En 1625, en raison de l’insalubrité des lieux, Mère Angélique quitta la maison des Champs et fit ouvrir un nouveau couvent, faubourg Saint-Jacques, à Paris. Une partie des religieuses revint en vallée de Chevreuse en 1648, après que des travaux ont rendu l’endroit plus habitable. Il y eut donc à partir de cette date deux maisons, « Port-Royal de Paris » et « Port-Royal des Champs ».

C’est en 1633, date à laquelle Mère Angélique prit pour directeur spirituel Saint-Cyran, que l’histoire du monastère allait se confondre avec celle, troublée et sulfureuse, de ce qu’on appellerait fort mal « jansénisme ». Pour autant, l’ampleur de la controverse religieuse et la vitalité littéraire et artistique dont Port-Royal fut le foyer ne doit pas faire oublier qu’il fut avant tout une communauté de religieuses cisterciennes vouées au silence et à la prière.

La vie quotidienne au monastère: « ora et labora »

En 1665, Mère Angélique a publié Les Constitutions du monastère de Port-Royal des Champs, où sont précisées les pratiques de la communauté.

Une journée au monastère
2h00 lever puis matines (office du matin). Repos jusqu’à 5h30
6h00 Prime, office de la première heure
8h30 Tierce, puis messe du jour
10h45 Sexte, office de la sixième heure
11h30 Dîner (à 12h les jours de jeûne)
12h45 Conférence* (la « récréation »)
14h00 Repos ou lecture (« lectio divina »)
14h30 Nones, office de la neuvième heure
16h00 Vêpres, office du soir
17h15 Collation (18h les jours de jeûne)
18h30 Complies, dernier office
20h00 Coucher

L’ensemble des offices, mis bout à bout, dure huit heures; le reste de la journée est consacré au travail, le seul moment de détente étant la conférence où l’on peut parler, échanger et rire tout en cousant. Le silence est obligatoire dans tous les lieux réguliers. Faut-il communiquer, on le fait par signes. Ecrire des lettres est soumis est soumis à la permission de la Mère.

Religieuses dans la SolitudeL’austérité est partout: nourriture, vaisselle de terre, pauvreté dans le vêtement (robe de serge, scapulaire blanc à croix rouge). Le mobilier de la cellule se réduit à une paillasse. Toute propriété personnelle est interdite, conformément au voeu de pauvreté inscrit dans la règle de saint Benoît.
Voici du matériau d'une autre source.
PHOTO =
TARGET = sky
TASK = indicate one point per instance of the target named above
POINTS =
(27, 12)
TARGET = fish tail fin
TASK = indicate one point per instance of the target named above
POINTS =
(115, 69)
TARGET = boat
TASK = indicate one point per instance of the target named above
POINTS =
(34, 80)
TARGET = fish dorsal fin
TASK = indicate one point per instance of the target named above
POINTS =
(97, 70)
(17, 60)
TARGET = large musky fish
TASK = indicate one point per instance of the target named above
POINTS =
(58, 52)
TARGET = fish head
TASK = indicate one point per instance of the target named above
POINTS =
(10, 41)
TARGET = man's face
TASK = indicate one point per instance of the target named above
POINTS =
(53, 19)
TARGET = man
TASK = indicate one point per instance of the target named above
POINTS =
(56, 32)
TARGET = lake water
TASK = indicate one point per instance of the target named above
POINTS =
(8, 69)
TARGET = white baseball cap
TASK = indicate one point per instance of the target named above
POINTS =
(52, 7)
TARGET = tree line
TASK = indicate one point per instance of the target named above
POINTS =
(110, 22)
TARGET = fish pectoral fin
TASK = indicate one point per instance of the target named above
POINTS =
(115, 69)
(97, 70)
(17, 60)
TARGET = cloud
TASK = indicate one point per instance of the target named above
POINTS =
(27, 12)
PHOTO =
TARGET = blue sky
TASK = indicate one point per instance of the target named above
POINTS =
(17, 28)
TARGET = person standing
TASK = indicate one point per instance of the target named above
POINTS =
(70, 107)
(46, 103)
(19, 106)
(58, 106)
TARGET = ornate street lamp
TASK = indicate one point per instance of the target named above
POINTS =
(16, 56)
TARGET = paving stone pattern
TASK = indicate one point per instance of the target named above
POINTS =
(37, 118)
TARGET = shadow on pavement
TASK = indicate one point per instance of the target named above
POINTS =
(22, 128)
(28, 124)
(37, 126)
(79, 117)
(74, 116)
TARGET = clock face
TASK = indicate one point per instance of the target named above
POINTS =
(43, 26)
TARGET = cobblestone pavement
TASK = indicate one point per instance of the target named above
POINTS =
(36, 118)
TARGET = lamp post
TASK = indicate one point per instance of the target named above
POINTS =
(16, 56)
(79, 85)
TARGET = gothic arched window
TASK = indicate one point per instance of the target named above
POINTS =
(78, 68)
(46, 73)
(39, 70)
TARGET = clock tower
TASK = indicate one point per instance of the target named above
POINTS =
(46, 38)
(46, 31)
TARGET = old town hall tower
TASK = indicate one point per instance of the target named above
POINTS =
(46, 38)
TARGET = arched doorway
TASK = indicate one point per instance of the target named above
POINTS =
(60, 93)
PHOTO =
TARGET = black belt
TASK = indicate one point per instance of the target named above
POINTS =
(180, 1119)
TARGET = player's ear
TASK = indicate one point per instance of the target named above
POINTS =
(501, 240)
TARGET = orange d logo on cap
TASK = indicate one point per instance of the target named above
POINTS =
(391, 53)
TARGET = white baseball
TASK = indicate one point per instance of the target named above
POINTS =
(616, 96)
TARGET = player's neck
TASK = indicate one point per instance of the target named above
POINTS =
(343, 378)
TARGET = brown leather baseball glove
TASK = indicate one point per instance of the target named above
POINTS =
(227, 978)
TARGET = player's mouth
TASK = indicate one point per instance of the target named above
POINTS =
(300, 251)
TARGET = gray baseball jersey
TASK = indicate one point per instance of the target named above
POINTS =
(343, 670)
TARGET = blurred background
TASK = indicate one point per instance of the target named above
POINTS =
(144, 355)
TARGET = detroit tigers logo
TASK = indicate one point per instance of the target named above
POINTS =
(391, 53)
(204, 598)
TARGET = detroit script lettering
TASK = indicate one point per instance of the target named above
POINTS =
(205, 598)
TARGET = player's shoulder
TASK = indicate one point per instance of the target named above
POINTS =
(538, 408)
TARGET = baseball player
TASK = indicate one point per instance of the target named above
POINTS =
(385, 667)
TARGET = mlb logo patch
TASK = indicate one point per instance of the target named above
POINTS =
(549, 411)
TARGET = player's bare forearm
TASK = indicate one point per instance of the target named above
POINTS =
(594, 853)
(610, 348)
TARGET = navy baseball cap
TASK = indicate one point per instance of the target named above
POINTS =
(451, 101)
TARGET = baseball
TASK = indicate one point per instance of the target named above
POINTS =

A Port-Royal, silence et la pauvreté trouve leur accomplissement dans la charité: entre soeurs, envers les petites filles qu’elles éduquent, les malades et les pauvres; le monastère accueillit deux « innocentes » en 1665, « Soeur Catherine de Saint-Benoît, imbécile, Soeur Marie de la Nativité, imbécile », précisent les Constitutions…

Les travaux manuels sont obligatoires: ils tendent à se procurer des moyens de vivre sans mendier, mais aussi à parvenir à un équilibre entre le corps et l’esprit. Les religieuses confectionnent leurs vêtements et ceux des pauvres, elles fabriquent des cierges, des ornements d’Eglise, des lanternes, des reliquaires. Elles transcrivent des passages de l’Ecriture et relient des livres. En revanche, sont interdits les travaux futiles comme les images pour gens du monde, les fleurs artificielles, la broderie…

Les religieuses sont au centre de tout: ce sont elles qui ont fait graviter autour du monastère les membres de leur famille; ce sont les abbesses Arnauld qui ont attiré leur famille, comme c’est Jacqueline Pascal qui a fait venir son frère du côté de Port-Royal.